And why would it be? She’d been a drunken pig. A garrulous, drunken pig. She’d monopolized the conversation talking on and on about all the wonderful things Jonathan had taught her. Priceless things. Invaluable nuggets of information it would have taken her years to learn on her own. Knowledge was worth a lot more than any sock money.
That was the point she’d been trying to make to Gil, but was aware she wasn’t selling it. As he’d sat across the booth from her, she’d wanted to see the expression on his face change from skepticism to understanding with a touch of envy. Make that a moderate envy.
There was no envy now. He glanced down at the wrinkled blouse she’d slept in. “The rain has mostly stopped. Go shower and we’ll get your car.”

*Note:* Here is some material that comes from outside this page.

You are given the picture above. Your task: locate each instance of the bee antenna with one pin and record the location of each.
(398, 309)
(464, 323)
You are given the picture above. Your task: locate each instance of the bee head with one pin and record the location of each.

So she was a drunken, garrulous, smelly pig. Lovely.
The drive to the parking garage was silent. Gil wasn’t normally talkative, but this silence was uncomfortable. There was more to it than Cammy drinking a little too much wine and hogging the bread basket and kissing him goodnight. Or trying to.
Maybe he was just annoyed that he had to give up part of his Saturday to take her back to her car. Maybe he had plans. Cammy found herself wondering what plans Gil might have. Obviously, he had a life outside Peck and Davilla, but she knew nothing about it.
The day was cloudy and the wind had died down by the time Gil parked nose-to-nose with her car on the parking-garage roof.
Cammy could hardly wait to get out of his car. Opening the door to hers, she saw her cell phone on the seat. She held it up. “At least I didn’t lose my phone.” As Gil walked over to stand next to her, she checked for messages. “Wow. You did call a bunch.”
“I wanted to be sure you were okay.”
“Thanks,” she said absently as she scrolled through the list of missed calls and texts. “There are tons of messages. Something must be going on.” She started reading.
Cammy, what’s up with Jonathan and the beach house?
I can’t reach Jonathan, is he still going to the beach house?
Jonathan’s mailbox is full. Tell him I’m not going to make it.
She looked up at Gil. “People are asking me about the beach house. Jonathan’s using it this weekend. I guess he’s throwing a party.”
Cammy felt a pang. How many people had he invited? And when was he going to invite her to one of his parties?
She read the text Jonathan had sent right after she’d told him the beach house was available. And suddenly, there it was at last—her invitation. She beamed up at Gil, smiling so wide she felt it in her cheeks. “Jonthan’s throwing a party and he asked me! I’m supposed to bring the steaks and breakfast.”
LOOK AT HER FACE, Gil ordered himself. Cammy was glowing and twinkling and radiating happiness. Because of Jonathan. Because Jonathan had finally noticed her in the way she’d wanted him to notice her. Memorize her expression and think of it every time you want to pass up the chance to be with another woman in case Cammy’s available.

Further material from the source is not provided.